我有一个CSV格式的数据。
Patient_ID,Analyte_line
KYN059AQP,"[['Urea', 3.0, '3', ''], ['Creatinine', 3.0, '3', ''], ['Uric Acid', 3.0, '3', '']]"
KQT767JLU,"[['Total Protein', '', '6', ''], ['Albumin', '', '6', ''], ['Globulin', '', '4', ''], ['Total Bilirubin', '', '6', ''], ['Direct Bilirubin', '', '4', ''], ['Indirect Bilirubin', '', '4', ''], ['Alkaline Phosphatase', '', '4', ''], ['SGPT', '', '5', ''], ['SGOT', '', '5', ''], ['Gamma GT', '', '5', ''], ['AG Ratio', '', '4', '']]"

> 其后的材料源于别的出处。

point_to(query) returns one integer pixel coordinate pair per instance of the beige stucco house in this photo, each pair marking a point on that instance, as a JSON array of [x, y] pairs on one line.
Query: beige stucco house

PWV009AGQ,"[['HGB', '', '18', ''], ['RBC', '', '1', ''], ['HCT', '', '2', ''], ['MCV', '', '3', ''], ['MCH', '', '3', ''], ['MCHC', '', '3', ''], ['RDWcv', '', '2', ''], ['RDWsd', '', '3', ''], ['WBC', '', '4', ''], ['NEU', '', '5', ''], ['LYM', '', '6', ''], ['MON', '', '', ''], ['BAS', '', '', ''], ['EO', '', '', ''], ['NEU%', '', '', ''], ['LYM%', '', '', ''], ['MON%', '', '', ''], ['EO%', '', '', ''], ['BAS%', '', '', ''], ['PLT', '', '170', ''], ['PCT', '', '3', ''], ['MPV', '', '', ''], ['PDWsd', '', '', ''], ['PDWcv', '', '', ''], ['ESR', '', '5', ''], ['GRA#', '', '', '']]"
PWV009AGQ,"[['Total Protein', '', '23', ''], ['Albumin', '', '2', ''], ['Globulin', '', '2', ''], ['Total Bilirubin', '', '2', ''], ['Direct Bilirubin', 2.0, '', ''], ['Indirect Bilirubin', 2.0, '', ''], ['Alkaline Phosphatase', '', '3', ''], ['SGPT', 1.0, '', ''], ['SGOT', '', '4', ''], ['Gamma GT', 33.0, '31', ''], ['AG Ratio', '', '2', '']]"
WUY523UZO,"[['HGB', '', '11', ''], ['RBC', '', '2', ''], ['HCT', '', '4', ''], ['MCV', '', '5', ''], ['MCH', '', '6', ''], ['MCHC', '', '6', ''], ['RDWcv', '', '7', ''], ['RDWsd', '', '8', ''], ['WBC', '', '9', ''], ['NEU', '', '9', ''], ['LYM', '', '1', ''], ['MON', '', '', ''], ['BAS', '', '', ''], ['EO', '', '', ''], ['NEU%', '', '', ''], ['LYM%', '', '', ''], ['MON%', '', '', ''], ['EO%', '', '', ''], ['BAS%', '', '', ''], ['PLT', '', '', ''], ['PCT', '', '', ''], ['MPV', '', '', ''], ['PDWsd', '', '', ''], ['PDWcv', '', '', ''], ['ESR', '', '', ''], ['GRA#', '', '', '']]"
ZMO679WDS,"[['Dengue Ig-G', '', '8', '']]"
TVZ695TUB,"[['Rapid Malaria', '', 'Negative', '']]"
我想用合适的格式设置:
<表类>Patient_ID 尿素 快速疟疾 血糖为 血红蛋白 tbody><<tr>KYN059AQP 3.0, 3 - 3 - KQT767JLU - - - - PWV009AGQ 4.0 - - 9 TVZ695TUB - - - - 表类>
建议您使用简单的列表而不是字符串列表的列表,因为它可能使读取数据框架中的数据变得困难,对于本例,我使用StringIO
,从pandas
中可以使用read_csv
作为逗号分隔的文件读取。
from io import StringIO
from ast import literal_eval
import pandas as pd
import numpy as np
data = StringIO("""
Patient_ID,Analyte_line
KYN059AQP,"[['Urea', 3.0, '3', ''], ['Creatinine', 3.0, '3', ''], ['Uric Acid', 3.0, '3', '']]"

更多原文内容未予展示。